Complex graphical models for biological network science

PRIN-2022, Unifi
UNIFI Research Unit: Francesco C. Stingo


Project is lead by th University of Florence (PI: Francesco C. Stingo), in collaboration with Università Cattolica del Sacro Cuore (Local PI: G. Consonni), University of Padua (Local PI: A. Roverato), and University of Palermo (Local PI: L. Augugliaro)

UniFI personnel:
F.C. Stingo (PI), M. Lupparelli, A. Gottard, A. Panzera, G. Poli, C. Busatto, L. Focardi Olmi

Brief description of the proposal

This project concerns the development of novel principled statistical tools for the analysis of complex networks under non-standard experimental setups (e.g. relaxing the i.i.d. assumption).
The methodological innovations that can be achieved with this proposal are as follows:

  1. Development of multiple, paired, and covariate-dependent graphical models for heterogeneous networks for both continuous and discrete variables
  2. Development of single and multiple graphical models for causal inference based on observational and interventional data
  3. Development of graphical models for non-normal (e.g., continuous but not Gaussian or circular data) and censored random variables.

The proposed research is expected to provide a methodological foundation for novel types and classes of graphical models. Compared to existing approaches, the additional benefits of our approaches include their interpretability (such as similarity measures between groups for both graph structures and edge values), their ability to assimilate information from several dimensions and to borrow strength only between related groups and/or units, to include prior information such as known biological regulatory mechanisms, and to provide interpretable measures of uncertainty both for single network structures and similarities between groups. We will develop both Bayesian and penalized likelihood approaches.

The proposed statistical models and computational algorithms are flexible and efficient quantitative tools for the analysis of dependence structures of biological networks, including co-expression, gene regulatory, mutations, and protein interaction networks.
Classical approaches to graphical models are not suited to capture and model the heterogeneous multi-dimensional data structures commonly observed in cancer genomics, nor can take into account intervention or missing data.
The methodology proposed in this application along with the companion software will provide medical researchers with a powerful new set of tools for determining the associations between a large number of genetic variables under a variety of complex data generating mechanisms. The application of the proposed methodology will result in a better understanding of the biological mechanisms of cancer, and other disease types.

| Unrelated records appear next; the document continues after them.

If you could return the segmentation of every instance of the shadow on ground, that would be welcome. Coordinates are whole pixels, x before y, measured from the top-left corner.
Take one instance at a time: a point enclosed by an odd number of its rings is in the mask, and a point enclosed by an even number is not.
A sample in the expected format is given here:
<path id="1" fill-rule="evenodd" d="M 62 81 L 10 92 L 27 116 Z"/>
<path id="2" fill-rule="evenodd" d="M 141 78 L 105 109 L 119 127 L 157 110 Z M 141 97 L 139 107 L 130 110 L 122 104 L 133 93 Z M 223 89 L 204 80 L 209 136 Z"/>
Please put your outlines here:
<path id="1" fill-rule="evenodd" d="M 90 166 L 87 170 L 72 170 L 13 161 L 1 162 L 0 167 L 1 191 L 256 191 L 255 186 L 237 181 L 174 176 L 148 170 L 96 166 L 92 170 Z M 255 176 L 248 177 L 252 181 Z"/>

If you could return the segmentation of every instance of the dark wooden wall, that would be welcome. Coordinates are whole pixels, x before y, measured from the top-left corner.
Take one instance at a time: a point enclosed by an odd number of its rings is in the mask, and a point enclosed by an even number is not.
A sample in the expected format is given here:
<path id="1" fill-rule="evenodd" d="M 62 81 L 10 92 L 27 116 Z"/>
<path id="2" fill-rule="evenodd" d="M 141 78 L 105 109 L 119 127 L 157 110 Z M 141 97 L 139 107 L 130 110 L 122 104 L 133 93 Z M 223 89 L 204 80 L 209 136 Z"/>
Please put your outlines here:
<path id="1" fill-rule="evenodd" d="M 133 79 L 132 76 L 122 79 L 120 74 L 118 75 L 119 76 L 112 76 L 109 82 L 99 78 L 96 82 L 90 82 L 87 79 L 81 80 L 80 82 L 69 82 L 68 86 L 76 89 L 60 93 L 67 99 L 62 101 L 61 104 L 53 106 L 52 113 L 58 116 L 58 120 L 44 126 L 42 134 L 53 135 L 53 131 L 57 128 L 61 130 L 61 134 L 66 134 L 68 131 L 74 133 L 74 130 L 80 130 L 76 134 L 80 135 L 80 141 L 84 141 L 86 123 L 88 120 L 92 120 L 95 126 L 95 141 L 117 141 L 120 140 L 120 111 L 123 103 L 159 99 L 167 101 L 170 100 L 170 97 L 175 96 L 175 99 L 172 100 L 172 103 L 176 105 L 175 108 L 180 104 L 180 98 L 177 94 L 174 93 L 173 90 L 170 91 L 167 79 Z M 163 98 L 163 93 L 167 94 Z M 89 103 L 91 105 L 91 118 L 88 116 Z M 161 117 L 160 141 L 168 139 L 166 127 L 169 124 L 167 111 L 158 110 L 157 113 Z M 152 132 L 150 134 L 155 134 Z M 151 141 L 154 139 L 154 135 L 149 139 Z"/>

Impact. The proposed methods are meant to advance knowledge, both theoretical and applied, in the broad areas of multivariate models for the analysis of high-dimensional complex data. In particular we will provide new methodology for graphical models in a variety of settings: non-standard experimental setups, non-Gaussian distributions, heterogeneous data, causal inference, various regimes for biological networks, using frequentist and Bayesian approaches. Our methods are broadly applicable, and are often motivated by investigations in cancer genomics.